時間と場所と愛する人がすれ違い、ねじれて、離れていく。
一つの窓から覗ける色彩は、まばらで、艶やかだ。
鍵を回す。
気がつけば、勝手の分かる、つまらない部屋の中。三日前、濡れたまま放ったバスタオルが、床で乾ききっている。

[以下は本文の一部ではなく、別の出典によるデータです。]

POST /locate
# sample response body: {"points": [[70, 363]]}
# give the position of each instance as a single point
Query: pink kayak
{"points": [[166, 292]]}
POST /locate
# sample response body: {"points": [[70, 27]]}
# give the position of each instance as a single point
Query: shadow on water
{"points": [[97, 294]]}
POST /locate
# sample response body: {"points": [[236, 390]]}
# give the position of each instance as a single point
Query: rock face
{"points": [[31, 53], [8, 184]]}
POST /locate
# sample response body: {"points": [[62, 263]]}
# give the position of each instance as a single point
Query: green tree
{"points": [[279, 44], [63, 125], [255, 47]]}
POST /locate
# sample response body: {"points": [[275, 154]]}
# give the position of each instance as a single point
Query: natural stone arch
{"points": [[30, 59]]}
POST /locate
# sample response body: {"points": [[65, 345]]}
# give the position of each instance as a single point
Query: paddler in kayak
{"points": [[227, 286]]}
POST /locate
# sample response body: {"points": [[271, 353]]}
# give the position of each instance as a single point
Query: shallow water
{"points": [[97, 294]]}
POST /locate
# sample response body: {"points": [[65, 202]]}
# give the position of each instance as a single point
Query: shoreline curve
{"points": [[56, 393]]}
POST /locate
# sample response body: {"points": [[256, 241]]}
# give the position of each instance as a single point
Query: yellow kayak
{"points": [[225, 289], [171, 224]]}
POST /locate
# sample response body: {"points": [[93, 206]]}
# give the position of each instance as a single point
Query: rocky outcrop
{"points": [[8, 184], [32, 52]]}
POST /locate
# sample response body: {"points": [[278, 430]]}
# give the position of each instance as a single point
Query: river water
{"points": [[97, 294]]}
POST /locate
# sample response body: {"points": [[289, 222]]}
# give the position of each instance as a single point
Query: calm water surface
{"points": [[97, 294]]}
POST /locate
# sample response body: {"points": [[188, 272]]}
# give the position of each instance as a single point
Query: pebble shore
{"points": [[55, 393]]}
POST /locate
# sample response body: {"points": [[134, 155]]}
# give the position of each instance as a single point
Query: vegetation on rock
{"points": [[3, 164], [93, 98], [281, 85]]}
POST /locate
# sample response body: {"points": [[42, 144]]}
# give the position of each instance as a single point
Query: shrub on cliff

トランクケースを放り投げ。ベットの上、軽く目を閉じる。
意識が一人でに逍遥する。
眠ってしまおう。
君が泣いている。
どうして泣いているのか。
その理由は僕に分からない。
深く、近づいていくほど、それは遠くに行ってしまい、遠く離れてしまうほど、それは内側から近づいてくる。
朝が来て、
鳥も一緒に鳴いている。
優しく照らす太陽が、日常を携えて、トランクケースに線を引く。
光った表情に、
隠しきれない気持ち。
まだ、少しだけ。
まだ、もう少しだけ。
慌てて、ケースに詰め込んだモノを引っ張り出す。
まだ。
まだ、大丈夫。
君の匂い。
君の微笑み。
君の温もり。
感情が溢れだす。
もう少し、
もう少し、側にいてほしい。
もう少し……
もう少し、
もう少し。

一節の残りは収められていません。